As the return date closes in on a month, I am starting to get more panicky with dread. I like it here. I don't like it as much there. I think the hardest part is leaving the people who became like family to me in Australia. Who are, simply, just family and should always be around. It seems impossible to imagine a world where I won't be able to ring them after work for a quick chat to debrief our days and catchup. I think what has to happen is that they will have to be imported to America if I can't find a way to stay in Australia somehow. Yes. Yes, a very good plan. Sort that out, already, Aussie Family, K? Ta.

Also. What am I going to do in a world without being surrounded with Vegemite, Lucas PawPaw Ointment, Tim Tams, Mint Slices, Trams, and Stubby Holders? Must I import these things monthly to feel somewhat connected with the Down Under-World? Why can't Australia just move to America?
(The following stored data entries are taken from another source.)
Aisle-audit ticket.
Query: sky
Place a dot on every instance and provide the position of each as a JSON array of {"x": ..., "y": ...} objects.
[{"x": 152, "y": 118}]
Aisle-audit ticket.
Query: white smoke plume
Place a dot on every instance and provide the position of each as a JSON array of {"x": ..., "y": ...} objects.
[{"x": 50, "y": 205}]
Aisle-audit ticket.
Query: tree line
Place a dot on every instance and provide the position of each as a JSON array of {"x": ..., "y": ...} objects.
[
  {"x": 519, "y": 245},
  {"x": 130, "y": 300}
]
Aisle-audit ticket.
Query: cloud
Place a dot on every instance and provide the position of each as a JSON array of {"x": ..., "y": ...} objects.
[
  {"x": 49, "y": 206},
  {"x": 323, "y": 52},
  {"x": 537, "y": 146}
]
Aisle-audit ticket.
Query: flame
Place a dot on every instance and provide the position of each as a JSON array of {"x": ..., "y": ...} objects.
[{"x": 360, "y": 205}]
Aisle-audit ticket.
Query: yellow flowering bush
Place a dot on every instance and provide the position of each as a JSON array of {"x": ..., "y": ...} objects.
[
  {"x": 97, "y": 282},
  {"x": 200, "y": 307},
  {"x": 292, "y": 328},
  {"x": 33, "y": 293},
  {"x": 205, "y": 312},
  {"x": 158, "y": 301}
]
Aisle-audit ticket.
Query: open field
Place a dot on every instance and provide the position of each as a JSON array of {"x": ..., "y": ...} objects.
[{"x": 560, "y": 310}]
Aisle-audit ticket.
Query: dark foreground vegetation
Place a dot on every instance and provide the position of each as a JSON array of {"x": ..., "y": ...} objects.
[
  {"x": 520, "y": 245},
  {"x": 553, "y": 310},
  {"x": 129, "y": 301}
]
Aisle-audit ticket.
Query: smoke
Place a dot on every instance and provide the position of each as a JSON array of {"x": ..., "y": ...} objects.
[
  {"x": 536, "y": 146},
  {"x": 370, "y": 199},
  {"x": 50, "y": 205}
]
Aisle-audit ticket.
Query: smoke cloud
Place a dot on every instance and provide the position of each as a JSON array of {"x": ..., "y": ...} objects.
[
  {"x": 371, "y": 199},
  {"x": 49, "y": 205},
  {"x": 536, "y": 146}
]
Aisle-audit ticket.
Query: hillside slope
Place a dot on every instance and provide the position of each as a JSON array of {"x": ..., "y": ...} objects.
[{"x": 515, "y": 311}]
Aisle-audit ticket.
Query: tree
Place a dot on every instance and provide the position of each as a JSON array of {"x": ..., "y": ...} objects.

Just do it already. Do. It.

I've been incredibly lucky this last year and I don't regret a moment of it, good or bad. There were lots of gray experiences that were quite enjoyable, too. It's not that I dislike Home so much as it feels like it's been placed elsewhere most of my life. At Home I feel like a visitor and Here I feel like a native. I do not understand this.


Thank you, Australia. You are the best country ever. After Brazil.